Part 1 - FRIDAY, November 1st AT 7:00pm & 9:30PM
Part 2 - SATURDAY, November 2nd AT 7:00pm & 9:30PM
Part 3 & 4 - Sunday, November 3rd AT 3:00PM

The late 20th Century was a time of fierce competition between The United States and its capitalist allies, and The USSR and its Eastern European satellites. Too often are the attempts by the Soviet Union to oppose the cultural dominance of Hollywood during this time forgotten. This Cold War-era cultural opposition culminated in one of the most incredible feats of national cinema ever set to celluloid: Sergei Bondarchuk’s 1965-67 adaptation of Leo Tolstoy’s War and Peace. This four part epic clocks in at over seven hours long and cost 8.29 million Soviet rubles ($9.2 million) to produce over six years. At the time of its release, War and Peace was the most expensive film ever made in the Soviet Union. In addition to its economic impact, the historical epic was an incredible achievement in filmmaking.
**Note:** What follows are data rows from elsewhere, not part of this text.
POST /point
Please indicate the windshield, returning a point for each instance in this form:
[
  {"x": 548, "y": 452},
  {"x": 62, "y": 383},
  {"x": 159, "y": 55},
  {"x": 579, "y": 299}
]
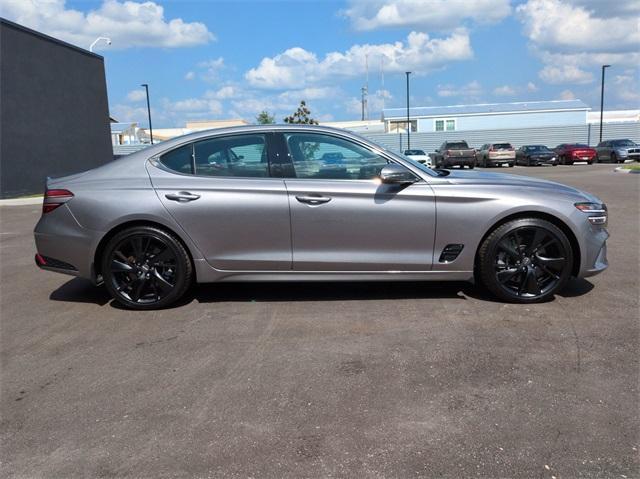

War and Peace was shot on Soviet made 70mm film stock (twice the size of standard 35mm film) which was so poorly manufactured that the filmmakers had to re-shoot more than 10% of the footage, including elaborate battle sequences, which had to be re-shot more than 40 times. The filmmakers pioneered cinematic techniques that had never been attempted before in Soviet cinema, including aerial lifts with cameras attached to create a “cannon ball view,” crowds shot with cranes and helicopters, and a camera operator shooting handheld footage on roller skates in order to fluidly film dancers at a ball. It may be long, but rest assured, the monumental Soviet rendition of War and Peace is like nothing you’ve seen before - or anything you’ll ever see again.